Removal of Lead Ions from Aqueous Solution Using Multi-Walled Carbon Nanotubes: The Effect of Functionalization

This study evaluates the lead adsorption efficiency of pristine multi walled carbon nanotubes (raw-MWCNTs), oxidized multi-walled carbon nanotubes (o-MWCNTs) and functionalized multi-walled carbon nanotubes with Tris (2-aminoethyl) amine ( MWCNTs- TAA) from aqueous solution. Functionalization reactions were accomplished using acid treatment. MWCNTs- TAA and o-MWCNTs were characterized using scanning electron microscopy (SEM), Fourier transform infrared (FTIR), Raman spectroscopies, and thermal gravimetric analyzer (TGA). The results indicated that the oxidation and functionalization reactions successfully occurred. The adsorption of Pb(II), onto nano particles were investigated using batch equilibrium adsorption experiments and determined by the flame atomic absorption spectrometry (FAAS). The effects of pH, contact time, initial Pb(II) ions concentration, and adsorbent dosage on the adsorption process were studied. The obtained results revealed that removal of Pb(II) ions from water strongly depends on the pH of the sample solution. Maximum adsorption capacities of Pb(II) ions under the optimal conditions were 6.7, 27.8, 71 mg/g for raw- MWCNTs, o- MWCNTs and MWCNTs-TAA respectively.
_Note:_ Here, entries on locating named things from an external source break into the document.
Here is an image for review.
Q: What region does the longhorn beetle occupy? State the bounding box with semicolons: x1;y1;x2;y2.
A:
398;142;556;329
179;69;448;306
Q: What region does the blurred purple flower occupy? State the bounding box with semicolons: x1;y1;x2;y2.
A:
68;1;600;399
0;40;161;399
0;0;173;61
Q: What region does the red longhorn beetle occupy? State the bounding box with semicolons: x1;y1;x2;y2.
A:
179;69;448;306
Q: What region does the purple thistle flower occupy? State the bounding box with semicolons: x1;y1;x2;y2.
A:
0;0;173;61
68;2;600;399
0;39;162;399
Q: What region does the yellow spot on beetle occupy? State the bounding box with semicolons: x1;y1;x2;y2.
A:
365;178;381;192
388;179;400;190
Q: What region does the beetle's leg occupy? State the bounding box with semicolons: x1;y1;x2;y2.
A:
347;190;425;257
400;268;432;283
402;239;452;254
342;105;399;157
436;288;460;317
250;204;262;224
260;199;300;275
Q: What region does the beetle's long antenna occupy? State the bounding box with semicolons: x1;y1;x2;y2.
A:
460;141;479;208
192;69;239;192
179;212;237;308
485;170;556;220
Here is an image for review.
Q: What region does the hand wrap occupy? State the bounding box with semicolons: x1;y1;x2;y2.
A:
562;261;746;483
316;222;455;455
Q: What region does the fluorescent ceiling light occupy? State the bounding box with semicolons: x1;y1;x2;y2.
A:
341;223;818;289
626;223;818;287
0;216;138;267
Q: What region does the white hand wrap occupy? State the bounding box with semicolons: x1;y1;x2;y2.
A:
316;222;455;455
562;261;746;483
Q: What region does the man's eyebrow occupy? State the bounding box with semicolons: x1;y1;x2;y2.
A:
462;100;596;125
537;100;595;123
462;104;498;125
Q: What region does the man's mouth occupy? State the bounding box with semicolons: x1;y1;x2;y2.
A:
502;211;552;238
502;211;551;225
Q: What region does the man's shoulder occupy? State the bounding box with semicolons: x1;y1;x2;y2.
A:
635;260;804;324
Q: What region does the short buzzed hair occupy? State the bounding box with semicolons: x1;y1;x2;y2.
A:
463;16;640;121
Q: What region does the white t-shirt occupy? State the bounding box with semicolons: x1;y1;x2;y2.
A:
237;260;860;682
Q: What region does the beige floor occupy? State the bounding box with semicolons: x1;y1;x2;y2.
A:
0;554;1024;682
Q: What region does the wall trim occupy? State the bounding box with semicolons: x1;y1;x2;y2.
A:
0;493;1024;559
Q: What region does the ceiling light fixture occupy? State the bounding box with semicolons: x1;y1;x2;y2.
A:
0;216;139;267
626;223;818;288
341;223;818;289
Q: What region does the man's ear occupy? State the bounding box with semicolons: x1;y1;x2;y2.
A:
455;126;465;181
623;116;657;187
This means that oxidation and functionalization reactions leads to higher adsorption capacity in comparison to raw- MWCNTs. Regarding to desorption experimental, regenerated MWCNTs can be reused over four times without considerable loss of adsorption capacity. The obtained data were fitted with the Langmuir and Freundlich isotherm adsorption models. It was found that the Langmuir equation can satisfactorily explain the experimental data obtained for Pb(II) for all of the used sorbents.